Fulacht fia, Meens, Co. Cork
Co. Cork |
Settlement Sites
On the north bank of a stream in the pastureland of Meens, in north Cork, sits a low oval mound of blackened, fire-cracked stone that most people would walk past without a second thought.
It measures roughly fourteen metres by twelve, and rises less than a metre above the surrounding ground. What it actually represents is a fulacht fia, a type of prehistoric cooking site found in enormous numbers across Ireland, typically Bronze Age in origin. The usual interpretation is that stones were heated in a fire, then dropped into a water-filled trough to bring it to a boil, the shattered and heat-reddened fragments accumulating over repeated use into exactly the kind of low, horseshoe-shaped mound visible here.

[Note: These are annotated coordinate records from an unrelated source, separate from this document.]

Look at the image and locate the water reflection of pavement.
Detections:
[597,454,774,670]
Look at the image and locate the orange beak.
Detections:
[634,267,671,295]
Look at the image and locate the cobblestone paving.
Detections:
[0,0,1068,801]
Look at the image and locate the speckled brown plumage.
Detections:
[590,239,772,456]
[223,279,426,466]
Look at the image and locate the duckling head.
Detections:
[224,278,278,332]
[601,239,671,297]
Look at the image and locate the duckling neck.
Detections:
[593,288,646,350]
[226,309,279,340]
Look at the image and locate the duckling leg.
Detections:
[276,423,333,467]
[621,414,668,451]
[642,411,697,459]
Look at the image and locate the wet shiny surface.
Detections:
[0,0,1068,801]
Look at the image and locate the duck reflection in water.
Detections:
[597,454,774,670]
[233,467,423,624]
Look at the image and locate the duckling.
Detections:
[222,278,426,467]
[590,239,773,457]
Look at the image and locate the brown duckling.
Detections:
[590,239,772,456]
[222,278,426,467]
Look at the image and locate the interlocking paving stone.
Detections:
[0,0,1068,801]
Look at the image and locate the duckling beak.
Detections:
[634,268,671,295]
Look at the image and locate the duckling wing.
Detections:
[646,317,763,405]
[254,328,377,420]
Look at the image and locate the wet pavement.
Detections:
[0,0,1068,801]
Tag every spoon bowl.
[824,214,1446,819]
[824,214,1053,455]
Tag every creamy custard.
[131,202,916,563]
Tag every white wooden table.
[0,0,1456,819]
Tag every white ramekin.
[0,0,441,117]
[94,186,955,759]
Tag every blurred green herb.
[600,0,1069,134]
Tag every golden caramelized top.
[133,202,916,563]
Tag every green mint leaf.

The site was recorded by Bowman in 1934, at which point it lay on land belonging to E. O'Donovan. By then the mound had presumably survived more or less intact through centuries of low-intensity pasture farming, the kind of land use that tends to leave earthworks alone. That changed in the 1940s, when local accounts indicate the mound was ploughed over, an event that will have disturbed the upper layers and spread some of the burnt material across a wider area, though evidently enough of the original form survived to remain recognisable. The Meens example is not isolated; it belongs to a cluster of three fulachta fiadh in the immediate area, suggesting this stretch of stream bank was used repeatedly, perhaps across generations, for whatever activities these sites supported.